Так то Островский, — сказал Валерий, — а она что победила? Вы поехали, вы уговорили, чтоб напечатали…
Во-первых, я никого не уговаривал, просто рассказал, что произошло, и он и ускорили публикацию, а во-вторых, ей вовсе не обязательно это знать.
— Значит, опять обман?
— Трудно с тобой спорить, — сказал отец и стал разрывать на клочки свои трубочки — это уж он совсем разнервничался, — во всем ты видишь обман. Врачи обнадеживают — обман, мы хотим поддержать девочку — обман…

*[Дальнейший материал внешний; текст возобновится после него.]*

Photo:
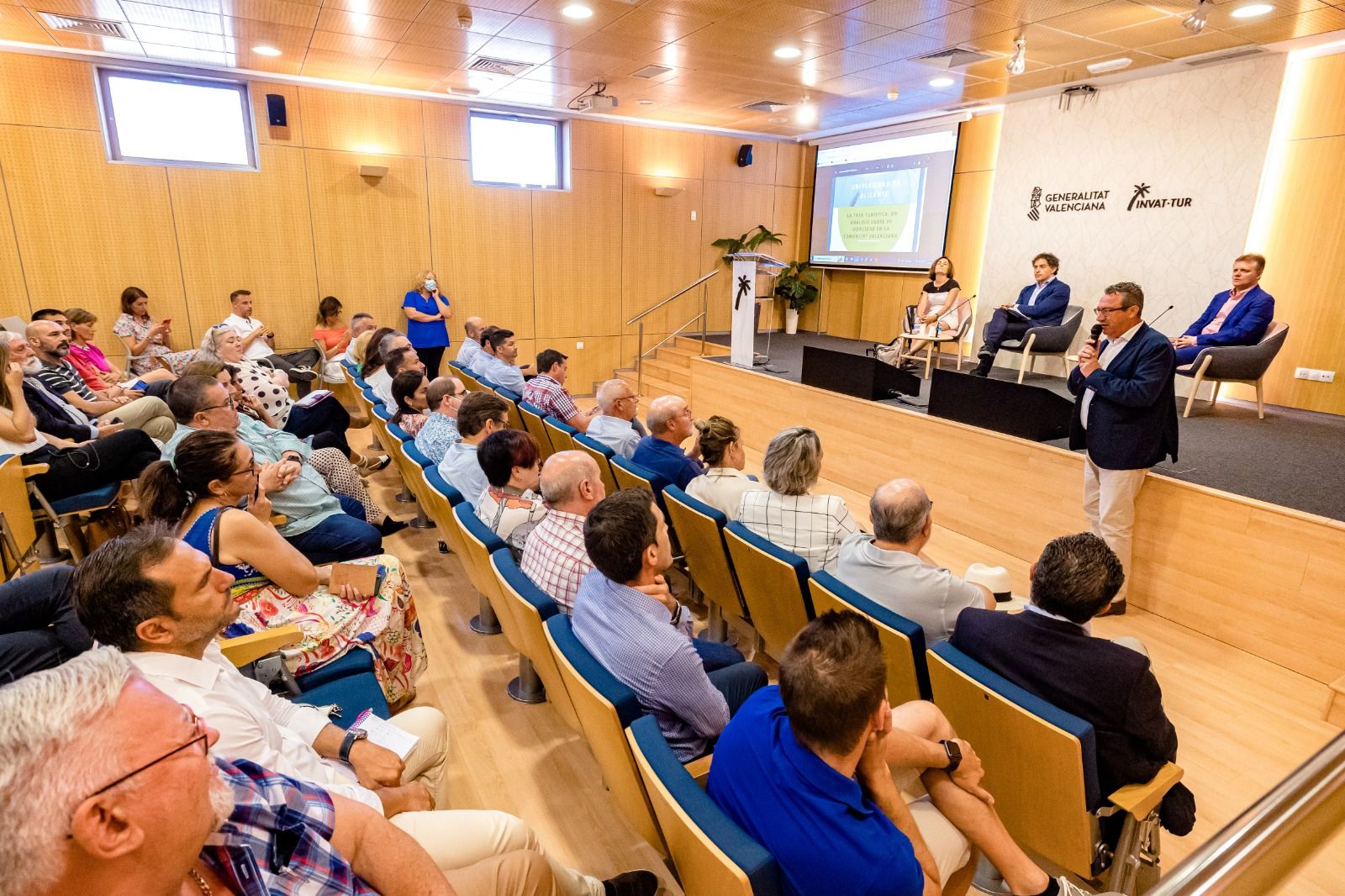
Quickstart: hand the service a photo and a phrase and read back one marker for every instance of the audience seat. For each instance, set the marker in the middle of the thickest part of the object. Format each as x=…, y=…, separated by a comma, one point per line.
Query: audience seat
x=712, y=855
x=775, y=586
x=531, y=417
x=531, y=607
x=605, y=708
x=1040, y=763
x=602, y=455
x=903, y=640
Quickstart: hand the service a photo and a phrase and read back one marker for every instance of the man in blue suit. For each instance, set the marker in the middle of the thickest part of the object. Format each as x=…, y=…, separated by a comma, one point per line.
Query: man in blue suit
x=1125, y=417
x=1042, y=304
x=1237, y=316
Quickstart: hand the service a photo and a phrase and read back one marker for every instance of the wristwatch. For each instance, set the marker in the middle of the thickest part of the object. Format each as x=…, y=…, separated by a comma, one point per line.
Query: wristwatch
x=356, y=735
x=954, y=755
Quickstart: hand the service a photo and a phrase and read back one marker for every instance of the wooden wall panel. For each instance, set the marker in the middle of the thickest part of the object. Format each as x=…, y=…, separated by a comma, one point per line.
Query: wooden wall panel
x=47, y=93
x=370, y=239
x=80, y=219
x=362, y=123
x=576, y=282
x=1261, y=577
x=595, y=145
x=483, y=245
x=249, y=230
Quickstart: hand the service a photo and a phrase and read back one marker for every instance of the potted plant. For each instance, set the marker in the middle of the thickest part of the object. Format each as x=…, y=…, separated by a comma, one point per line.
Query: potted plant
x=751, y=241
x=798, y=286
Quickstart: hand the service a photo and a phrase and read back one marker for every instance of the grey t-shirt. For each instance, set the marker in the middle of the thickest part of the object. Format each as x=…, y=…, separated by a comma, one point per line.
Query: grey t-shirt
x=927, y=595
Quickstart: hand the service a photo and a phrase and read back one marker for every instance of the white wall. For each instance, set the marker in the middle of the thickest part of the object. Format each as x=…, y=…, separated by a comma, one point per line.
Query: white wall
x=1200, y=134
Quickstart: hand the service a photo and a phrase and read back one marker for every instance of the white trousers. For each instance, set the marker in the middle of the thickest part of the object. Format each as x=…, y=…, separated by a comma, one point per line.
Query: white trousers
x=1110, y=505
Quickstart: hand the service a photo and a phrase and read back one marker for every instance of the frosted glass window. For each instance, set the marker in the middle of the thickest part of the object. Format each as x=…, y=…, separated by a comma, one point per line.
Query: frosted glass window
x=172, y=120
x=514, y=151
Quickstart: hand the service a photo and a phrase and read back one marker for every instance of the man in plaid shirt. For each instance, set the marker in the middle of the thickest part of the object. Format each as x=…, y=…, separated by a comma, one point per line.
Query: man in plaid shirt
x=546, y=390
x=555, y=556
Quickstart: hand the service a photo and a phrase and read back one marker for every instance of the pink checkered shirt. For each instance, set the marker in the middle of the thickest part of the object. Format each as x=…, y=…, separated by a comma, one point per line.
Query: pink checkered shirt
x=556, y=559
x=545, y=393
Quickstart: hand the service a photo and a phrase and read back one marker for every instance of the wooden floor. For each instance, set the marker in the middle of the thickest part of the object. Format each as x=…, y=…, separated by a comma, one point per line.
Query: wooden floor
x=1244, y=723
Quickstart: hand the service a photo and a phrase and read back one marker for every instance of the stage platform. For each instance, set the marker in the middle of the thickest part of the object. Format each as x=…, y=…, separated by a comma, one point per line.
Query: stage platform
x=1290, y=458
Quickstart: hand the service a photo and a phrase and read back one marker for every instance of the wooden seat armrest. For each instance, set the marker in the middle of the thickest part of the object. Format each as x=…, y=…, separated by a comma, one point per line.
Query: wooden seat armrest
x=1141, y=799
x=245, y=649
x=699, y=768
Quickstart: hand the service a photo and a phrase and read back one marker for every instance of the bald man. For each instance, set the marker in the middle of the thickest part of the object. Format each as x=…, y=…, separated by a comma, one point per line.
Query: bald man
x=888, y=567
x=661, y=451
x=615, y=424
x=555, y=556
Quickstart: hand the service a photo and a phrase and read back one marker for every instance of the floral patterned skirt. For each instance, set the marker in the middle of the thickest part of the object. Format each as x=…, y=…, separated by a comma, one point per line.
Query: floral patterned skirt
x=385, y=623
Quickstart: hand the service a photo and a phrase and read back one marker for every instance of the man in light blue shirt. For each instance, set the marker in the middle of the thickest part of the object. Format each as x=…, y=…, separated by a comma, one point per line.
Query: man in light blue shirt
x=625, y=615
x=479, y=414
x=615, y=425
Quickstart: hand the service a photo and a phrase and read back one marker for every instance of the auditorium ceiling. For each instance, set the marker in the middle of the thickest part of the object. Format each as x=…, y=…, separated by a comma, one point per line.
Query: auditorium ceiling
x=827, y=64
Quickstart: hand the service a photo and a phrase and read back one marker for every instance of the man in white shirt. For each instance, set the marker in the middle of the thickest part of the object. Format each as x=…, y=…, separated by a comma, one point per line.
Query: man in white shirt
x=163, y=603
x=615, y=427
x=260, y=343
x=889, y=569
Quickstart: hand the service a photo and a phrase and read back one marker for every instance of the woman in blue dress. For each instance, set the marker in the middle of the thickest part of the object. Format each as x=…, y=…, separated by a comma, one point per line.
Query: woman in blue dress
x=427, y=314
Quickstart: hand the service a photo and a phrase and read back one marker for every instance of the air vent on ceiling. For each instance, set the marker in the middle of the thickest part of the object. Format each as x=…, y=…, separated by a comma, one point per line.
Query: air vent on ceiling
x=80, y=24
x=650, y=71
x=499, y=66
x=1224, y=57
x=768, y=105
x=952, y=58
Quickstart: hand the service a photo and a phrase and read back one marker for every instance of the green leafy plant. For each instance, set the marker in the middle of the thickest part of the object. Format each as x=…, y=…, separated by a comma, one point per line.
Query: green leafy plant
x=751, y=241
x=798, y=284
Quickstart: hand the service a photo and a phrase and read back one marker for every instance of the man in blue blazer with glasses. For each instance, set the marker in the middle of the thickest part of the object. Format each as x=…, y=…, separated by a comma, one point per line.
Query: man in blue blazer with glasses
x=1125, y=417
x=1040, y=304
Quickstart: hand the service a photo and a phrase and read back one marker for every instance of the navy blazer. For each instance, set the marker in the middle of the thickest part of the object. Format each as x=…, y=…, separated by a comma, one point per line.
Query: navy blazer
x=1051, y=304
x=1244, y=324
x=1110, y=687
x=1133, y=414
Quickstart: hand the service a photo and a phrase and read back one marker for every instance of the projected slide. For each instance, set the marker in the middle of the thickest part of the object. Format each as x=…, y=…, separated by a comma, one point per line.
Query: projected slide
x=884, y=202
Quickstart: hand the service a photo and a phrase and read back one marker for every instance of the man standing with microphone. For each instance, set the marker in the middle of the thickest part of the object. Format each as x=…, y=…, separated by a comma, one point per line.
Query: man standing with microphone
x=1125, y=416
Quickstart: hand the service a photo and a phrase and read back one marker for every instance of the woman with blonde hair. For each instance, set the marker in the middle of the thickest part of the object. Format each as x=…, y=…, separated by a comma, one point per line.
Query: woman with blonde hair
x=723, y=483
x=813, y=526
x=199, y=493
x=427, y=320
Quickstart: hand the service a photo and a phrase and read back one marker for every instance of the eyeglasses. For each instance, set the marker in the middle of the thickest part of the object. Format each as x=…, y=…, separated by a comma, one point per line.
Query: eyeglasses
x=199, y=736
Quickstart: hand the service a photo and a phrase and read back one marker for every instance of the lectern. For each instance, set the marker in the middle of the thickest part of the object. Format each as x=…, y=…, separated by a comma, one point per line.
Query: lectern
x=746, y=266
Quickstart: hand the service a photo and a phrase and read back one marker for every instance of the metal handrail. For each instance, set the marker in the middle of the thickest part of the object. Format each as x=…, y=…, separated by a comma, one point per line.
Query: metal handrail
x=1261, y=848
x=676, y=295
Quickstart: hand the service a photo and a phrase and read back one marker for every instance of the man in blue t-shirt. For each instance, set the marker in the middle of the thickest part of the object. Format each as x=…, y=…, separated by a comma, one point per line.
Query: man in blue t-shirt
x=806, y=768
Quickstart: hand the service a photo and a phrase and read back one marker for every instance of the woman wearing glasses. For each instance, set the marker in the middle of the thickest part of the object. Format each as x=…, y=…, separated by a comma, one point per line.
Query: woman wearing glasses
x=215, y=495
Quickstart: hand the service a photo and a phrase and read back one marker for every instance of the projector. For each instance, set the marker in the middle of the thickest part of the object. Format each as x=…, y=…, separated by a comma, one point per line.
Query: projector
x=598, y=103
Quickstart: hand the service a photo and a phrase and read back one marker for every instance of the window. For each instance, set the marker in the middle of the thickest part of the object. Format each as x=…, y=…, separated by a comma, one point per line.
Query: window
x=515, y=151
x=172, y=120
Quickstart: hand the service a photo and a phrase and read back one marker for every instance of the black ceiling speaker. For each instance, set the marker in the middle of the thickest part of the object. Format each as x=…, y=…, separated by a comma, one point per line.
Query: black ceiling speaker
x=276, y=111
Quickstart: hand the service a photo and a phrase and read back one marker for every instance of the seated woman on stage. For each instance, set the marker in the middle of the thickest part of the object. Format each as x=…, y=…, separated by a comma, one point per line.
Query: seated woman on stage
x=811, y=526
x=201, y=492
x=723, y=483
x=939, y=311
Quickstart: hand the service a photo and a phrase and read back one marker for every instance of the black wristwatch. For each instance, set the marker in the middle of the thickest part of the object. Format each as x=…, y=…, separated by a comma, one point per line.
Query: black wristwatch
x=954, y=755
x=356, y=735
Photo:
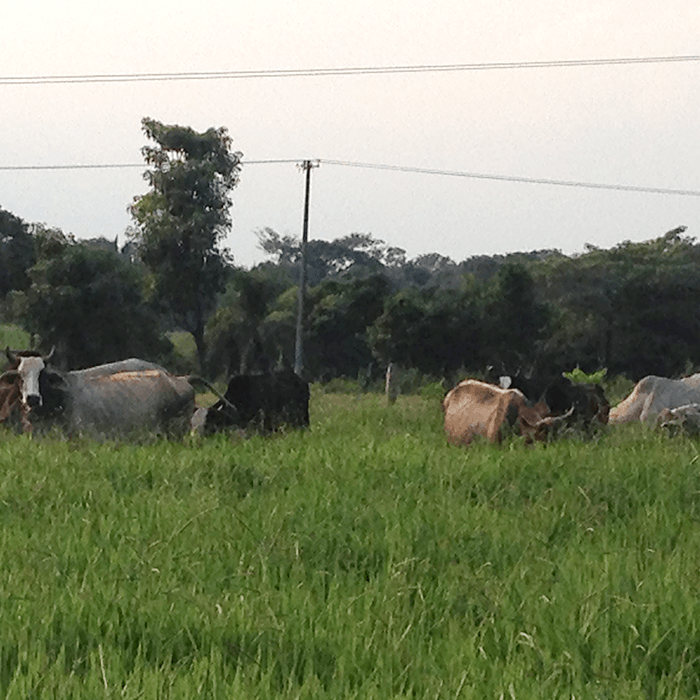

— Я же не виноват, что все так делается.
— Нет, не так, Валерий! — отец встал. — Стихи я за нее не писал, и печатать их собирались без меня… Л уж если хочешь увидеть, что и как делается, приходи в корпус на вечер через несколько дней. Может, тогда поймешь…
— Что ж, приду, — сказал он таким тоном, будто одолжение великое делал.
9
Валерий
Вот это песенка! Все во мне подпрыгивает, когда Боб рычит ее. А мотивчик! Я приладил его к гитаре и наяриваю так, что сам Боб может позавидовать. Сначала девчонки из корпуса испуганно таращили на меня глаза и пробегали мимо, когда я распевал ее в деревянной беседке — их там много понастроено со стороны моря, чтоб дети, значит, сидели и дышали морским воздухом. Петь им тоже, оказывается, полезно на открытом воздухе. Когда я в первый раз услышал, как они выводят своими голосками «Ой, рябина, рябина-а-а, сердцу подскажи…», у меня аж колики в животе сделались.
Я занял соседнюю беседку и давай — из репертуара Боба. Сперва они прыскали, глядели на меня, как на чудовище какое-нибудь, потом — кто посмелей, стали подходить поближе, а теперь вот столпились вокруг. Правда, жмутся друг к дружке, стоят, обнявши одна другую за талию, будто спрятаться хотят.